Fuzzy matching is intentionally conservative: it is disabled by default, ignores short aliases by default, and marks matches as `fuzzy_alias` in attributes/passport output.

## High-level Python enrichment

Use `enrich_texts(...)` when you want to process a small in-memory corpus without writing the extraction loop yourself.

```python
from skeinrank import build_attribute_profile, enrich_texts

profile = build_attribute_profile(
    profile_id="company_terms",
    aliases={
        "kubernetes": ["k8s", "kube", "kuber"],
        "postgresql": ["pg", "postgres", "psql"],
    },
    slots={
        "kubernetes": "TOOL",
        "postgresql": "DB",
    },
    snapshot_version="company_terms@v1",
)

rows = enrich_texts(
    [
        {"id": "doc-1", "text": "k8s timeout after upgrade"},
        {"id": "doc-2", "text": "pg latency spike"},
    ],
    profile=profile,
)

print(rows[0]["canonical_values"])  # ["kubernetes"]
```

By default, the result is compact and search-friendly: `canonical_values`, `slots`, `snapshot_version`, and `alias_matcher_backend`. Use `include_attributes=True` or `include_passport=True` when you need explainability/debug output.

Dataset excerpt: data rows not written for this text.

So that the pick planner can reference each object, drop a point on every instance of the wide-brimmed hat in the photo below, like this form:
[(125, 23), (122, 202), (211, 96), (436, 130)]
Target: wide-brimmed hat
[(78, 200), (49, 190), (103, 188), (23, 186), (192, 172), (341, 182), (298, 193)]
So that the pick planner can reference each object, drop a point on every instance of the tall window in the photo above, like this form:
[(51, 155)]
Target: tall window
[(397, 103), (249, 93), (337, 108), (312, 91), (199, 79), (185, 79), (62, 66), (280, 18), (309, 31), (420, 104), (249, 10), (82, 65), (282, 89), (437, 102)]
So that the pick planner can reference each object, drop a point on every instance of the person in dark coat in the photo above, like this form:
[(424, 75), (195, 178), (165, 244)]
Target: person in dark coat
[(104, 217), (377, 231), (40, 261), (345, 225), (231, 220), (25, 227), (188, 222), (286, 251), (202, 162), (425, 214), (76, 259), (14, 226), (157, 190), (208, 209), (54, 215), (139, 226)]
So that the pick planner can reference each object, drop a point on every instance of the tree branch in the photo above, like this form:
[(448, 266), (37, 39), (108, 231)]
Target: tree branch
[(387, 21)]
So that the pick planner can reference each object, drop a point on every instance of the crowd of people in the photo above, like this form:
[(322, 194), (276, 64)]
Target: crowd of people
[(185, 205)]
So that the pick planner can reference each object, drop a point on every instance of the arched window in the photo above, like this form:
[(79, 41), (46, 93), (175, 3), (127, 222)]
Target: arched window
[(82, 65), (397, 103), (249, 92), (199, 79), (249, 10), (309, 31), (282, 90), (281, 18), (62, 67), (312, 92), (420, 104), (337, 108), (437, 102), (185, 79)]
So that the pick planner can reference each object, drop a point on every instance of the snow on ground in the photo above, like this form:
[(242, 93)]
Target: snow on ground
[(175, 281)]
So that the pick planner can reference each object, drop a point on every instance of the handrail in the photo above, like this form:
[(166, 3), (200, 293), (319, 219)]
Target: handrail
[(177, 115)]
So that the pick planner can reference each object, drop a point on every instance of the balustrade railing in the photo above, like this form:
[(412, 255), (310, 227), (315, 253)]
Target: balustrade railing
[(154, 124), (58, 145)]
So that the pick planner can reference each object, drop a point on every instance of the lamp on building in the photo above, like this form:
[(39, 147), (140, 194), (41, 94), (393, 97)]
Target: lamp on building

## Batch enrichment and demo eval

The core package also ships helper functions and product-friendly CLI entrypoints for demo workflows.

From a source checkout:

```bash
poetry run skeinrank-extract --text "kube api timeout" --debug

poetry run skeinrank-enrich-jsonl \
  ../../examples/demo/demo_documents.jsonl \
  ../../examples/demo/demo_enriched_documents.jsonl

poetry run skeinrank-eval-demo \
  ../../examples/demo/demo_queries.jsonl \
  ../../examples/demo/demo_enriched_documents.jsonl \
  --out ../../examples/demo/demo_eval_results.json
```

## What the default attribute profile does

The default file-based profile lives under `skeinrank/attributes/config/default_it.json` and currently implements:

- canonical alias mapping (for example `k8s -> kubernetes`)
- versioned snapshot metadata for repeatable enrichment runs
- Aho-Corasick alias matching for fast in-memory runtime lookup
- regex/rule extraction for selected slots
- slot limits and total limits
- explainable passport/debug traces

## Run tests from a source checkout

```bash
poetry run pytest -q
```

## Public API

Only symbols re-exported from `skeinrank.__init__` should be treated as stable public API.